Conocí a José Emilio Pacheco por sus deslumbrantes y entrañables novelas, Morirás lejos, Las batallas en el desierto, y El principio del placer, hace un montón de años, más o menos 40.
Lo conocí personalmente en la FIL de Guadalajara, no recuerdo bien si en la edición 2008 o 2009, lo que sí recuerdo con más claridad es que durante la misma feria se enteró, nos enteramos todos, que se le había otorgado el premio Reina Sofía de Poesía Iberoamericana y el hombre era asediado por la prensa.
Lo ví pasar varias veces en el lobby del hotel en el que se encontraba hospedado, siempre acompañado de su poco menos ilustre mujer, de su bastón, y de un grupo más o menos numeroso de reporteros y fans. Se le veía aturdido, abrumado por tanta atención. Para mi era notoria, desde la distancia, su especial combinación de modestia/timidez.
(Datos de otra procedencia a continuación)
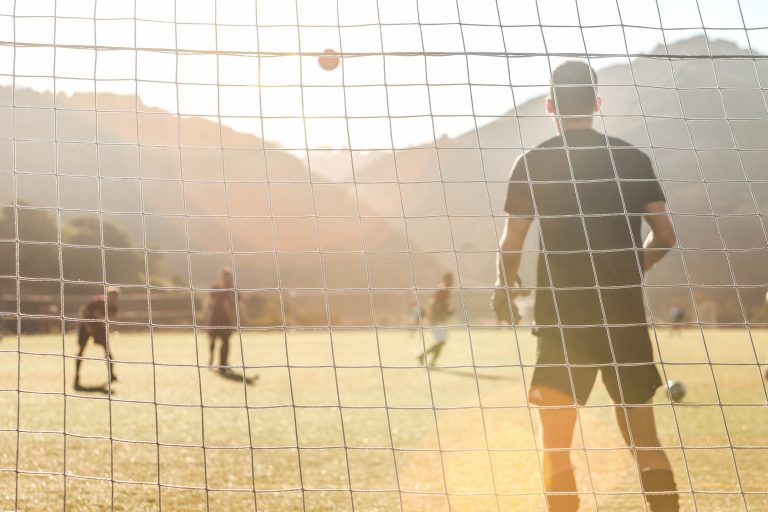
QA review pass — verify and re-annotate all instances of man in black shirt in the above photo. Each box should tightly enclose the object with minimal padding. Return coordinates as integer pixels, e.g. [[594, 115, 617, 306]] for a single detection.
[[493, 61, 678, 512]]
Y va la anécdota que ilustra y da título a estas líneas: fuimos a cenar y al entrar al restorán nos encontramos de frente con el Maestro Pacheco (suena un poco raro esto último) quien iba de salida. Por supuesto lo saludamos, él y su mujer nos sonrieron con amabilidad. Cuarenta minutos después salimos del lugar y el Maestro y su compañera estaban sentados esperando su transporte que no llegaba, que no llegó. Le ofrecimos llevarlo en la camioneta que teníamos a nuestra disposición porque era evidente que se habían olvidado de él. Aceptó con dificultad y en medio de disculpas: “no se molesten, no queremos desviarlos ni entretenerlos, que pena, ¡que barbaridad !”, se instalaron sin mostrar ningún enojo hacia quienes tendrían que haberlo recogido, agradeciéndonos abundantemente el “aventón”.
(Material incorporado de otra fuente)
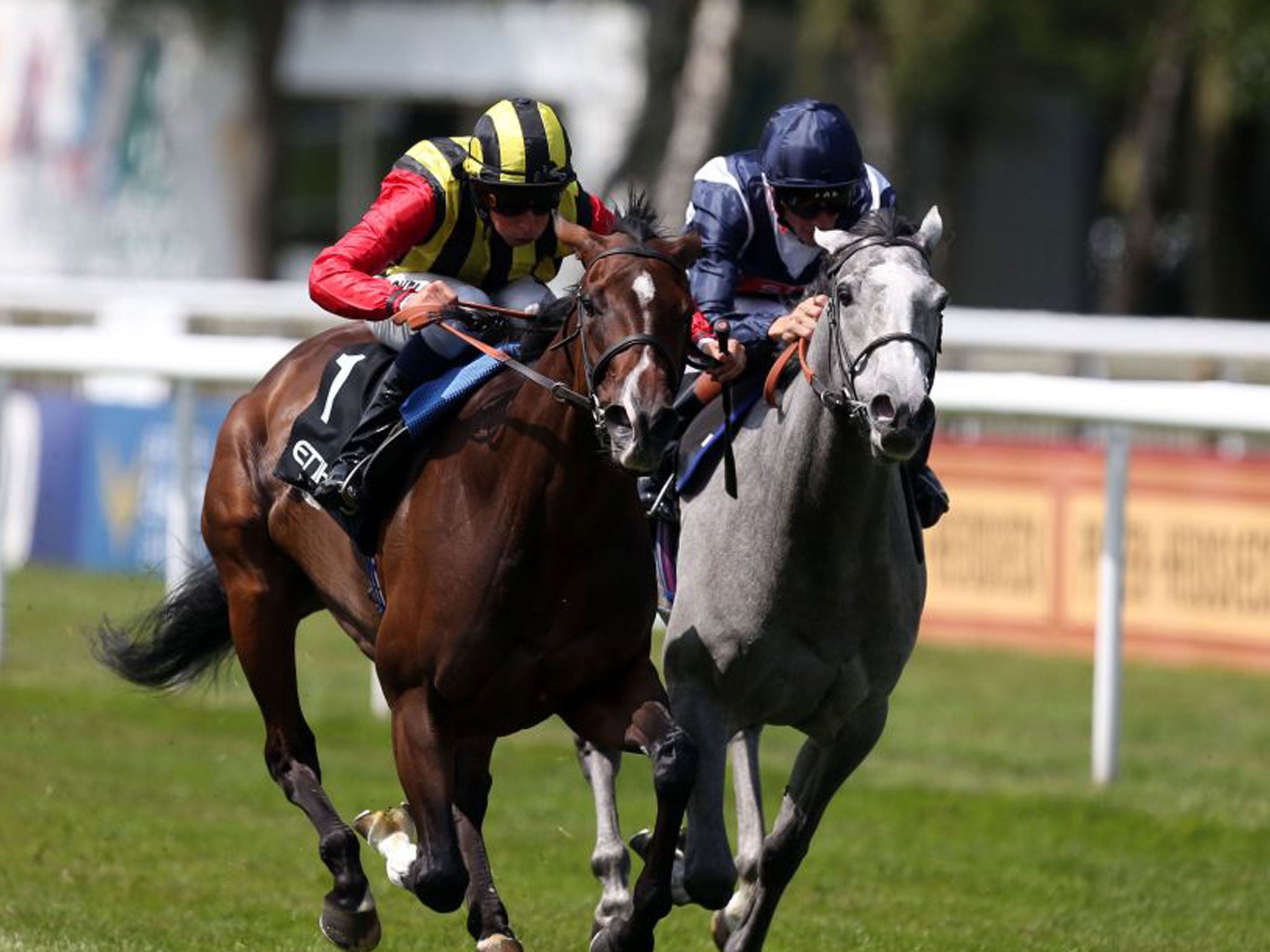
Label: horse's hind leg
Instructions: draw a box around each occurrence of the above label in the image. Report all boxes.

Tardamos 10 minutos en llegar al hotel y sólo atiné darle las gracias a él por su literatura y expresarle el gusto que nos daba su premio. Sonrió y contó que estaba encantado y abrumado por la alegría que el premio había proporcionado a tanta gente. Nos despedimos. Guardo en la memoria su expresión de agradecimiento, su tímida sonrisa que se extendía a sus ojos resguardados y empequeñecidos por la alta graduación unos enormes lentes, que no lo parecían tanto en la gran y pálida cabeza del Maestro, grande como corresponde a la de un poderoso pensador; su palidez, la del encierro del intelectual.
La FIL se caracterizaba, se caracteriza, por ser una “feria de vanidades”. La cantidad por metro cuadrado de narcisos ultrapagados de sí mismos es extraordinaria. Sus miradas ávidas de reconocimiento ejercen una presión casi física y la mueca de ansiedad por la posibilidad de ser ignorados o ignoradas es vergonzosa, de pena ajena.
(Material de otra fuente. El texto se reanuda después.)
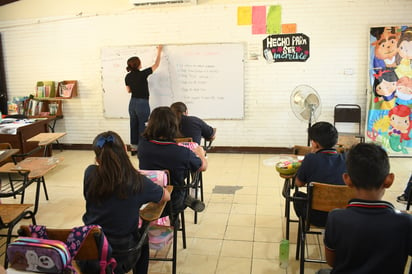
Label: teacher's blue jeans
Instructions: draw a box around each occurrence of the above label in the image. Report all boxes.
[129,98,150,145]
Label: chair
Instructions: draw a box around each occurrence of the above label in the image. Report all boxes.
[0,143,13,164]
[203,138,213,153]
[175,137,205,224]
[279,145,311,240]
[0,172,38,269]
[139,170,186,274]
[295,182,355,274]
[0,158,51,206]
¿Y qué se le va a hacer?, a fin de cuentas los seres humanos buscamos, esforzada y agotadoramente, proyectar una imagen que resulte admirable para los demás. Lo hacemos por nuestra necesidad de aceptación y, en última instancia, de amor. De un amor que no sentimos por nosotros mismos, excepto aquellos seres que sólo son ellos mismos y su talento. Un talento que no requiere demostración: ahí está la obra, que surge de la necesidad de expresar, de comunicar. Sólo eso.
José Emilio Pacheco era un anti-narciso.